In 1884 he was elected to the South Australian House of Assembly, representing the electorate of Stanley from April 1884 to May 1889. This was the first time father and son had sat in the House concurrently. He resigned to study mining and metallurgy in Europe. He returned to South Australia in 1892 and was again elected MHA for Stanley, sitting from April 1893 to April 1896. He was for some time lecturer at the School of Mines, then retired to East Bungaree. where he devoted his time to pastoral matters.

==Family==
Edward married Mary Letitia Stawell (1870 – 3 November 1938), daughter of Sir William Stawell KCMG, on 14 May 1890. Their children included:
- Frances Melian Hawker (12 February 1891 – 7 October 1986) married Richard Blackwood Officer (6 September 1881 – 15 April 1930) on 16 November 1915.
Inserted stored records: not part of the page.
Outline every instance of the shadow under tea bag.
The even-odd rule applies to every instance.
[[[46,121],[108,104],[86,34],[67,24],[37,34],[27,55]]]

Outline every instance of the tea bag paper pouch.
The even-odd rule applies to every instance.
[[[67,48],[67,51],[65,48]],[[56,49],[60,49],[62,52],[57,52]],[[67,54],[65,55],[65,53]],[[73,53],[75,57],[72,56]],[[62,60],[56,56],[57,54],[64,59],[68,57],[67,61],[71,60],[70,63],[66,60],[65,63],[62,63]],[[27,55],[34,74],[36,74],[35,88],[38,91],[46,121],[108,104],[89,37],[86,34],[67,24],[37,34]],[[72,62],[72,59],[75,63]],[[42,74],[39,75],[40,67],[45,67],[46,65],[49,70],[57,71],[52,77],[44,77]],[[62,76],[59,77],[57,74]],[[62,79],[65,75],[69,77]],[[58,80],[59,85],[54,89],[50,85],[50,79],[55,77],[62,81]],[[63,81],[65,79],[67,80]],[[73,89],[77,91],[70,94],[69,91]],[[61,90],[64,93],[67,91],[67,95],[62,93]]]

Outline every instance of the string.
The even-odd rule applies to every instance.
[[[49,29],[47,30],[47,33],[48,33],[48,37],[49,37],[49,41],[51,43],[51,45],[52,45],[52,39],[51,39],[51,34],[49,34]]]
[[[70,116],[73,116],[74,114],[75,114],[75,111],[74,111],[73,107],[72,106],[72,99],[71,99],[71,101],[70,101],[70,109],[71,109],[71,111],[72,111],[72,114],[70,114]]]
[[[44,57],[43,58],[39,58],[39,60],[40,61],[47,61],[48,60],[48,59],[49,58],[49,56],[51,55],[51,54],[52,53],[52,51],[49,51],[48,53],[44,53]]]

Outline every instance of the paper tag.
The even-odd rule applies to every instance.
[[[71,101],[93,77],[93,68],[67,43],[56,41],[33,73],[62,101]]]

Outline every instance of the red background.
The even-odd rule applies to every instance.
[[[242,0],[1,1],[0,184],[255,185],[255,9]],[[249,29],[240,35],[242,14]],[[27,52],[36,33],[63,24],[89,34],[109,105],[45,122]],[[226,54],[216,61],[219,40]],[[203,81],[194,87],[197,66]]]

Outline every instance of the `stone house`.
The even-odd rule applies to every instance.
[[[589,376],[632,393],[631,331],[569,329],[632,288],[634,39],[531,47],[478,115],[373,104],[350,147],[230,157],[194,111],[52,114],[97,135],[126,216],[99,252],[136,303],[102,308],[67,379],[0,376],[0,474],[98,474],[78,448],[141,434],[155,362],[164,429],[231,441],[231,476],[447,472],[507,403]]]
- George Stanley Hawker MC. (7 May 1894 – 17 February 1979) He was MHA for Burra 1947–1956
- Catherine Mary Hawker (5 November 1897 – January 1990) married Richard E. Travers (19 February 1901 – 28 January 1942) on 10 October 1928
- Patience Constance Joan Hawker (28 March 1900 – 9 August 1995) married (Charles) Roy Howard (17 November 1891 – 17 August 1935) on 19 September 1928. She was co-founder of Stawell School near the summit of Mount Lofty. He was a grandson of W. R. Cave.
- William Edward Hawker (31 January 1906– 21 April 1973) married Mary Elizabeth Shipster (12 February 1913-) on 6 December 1939.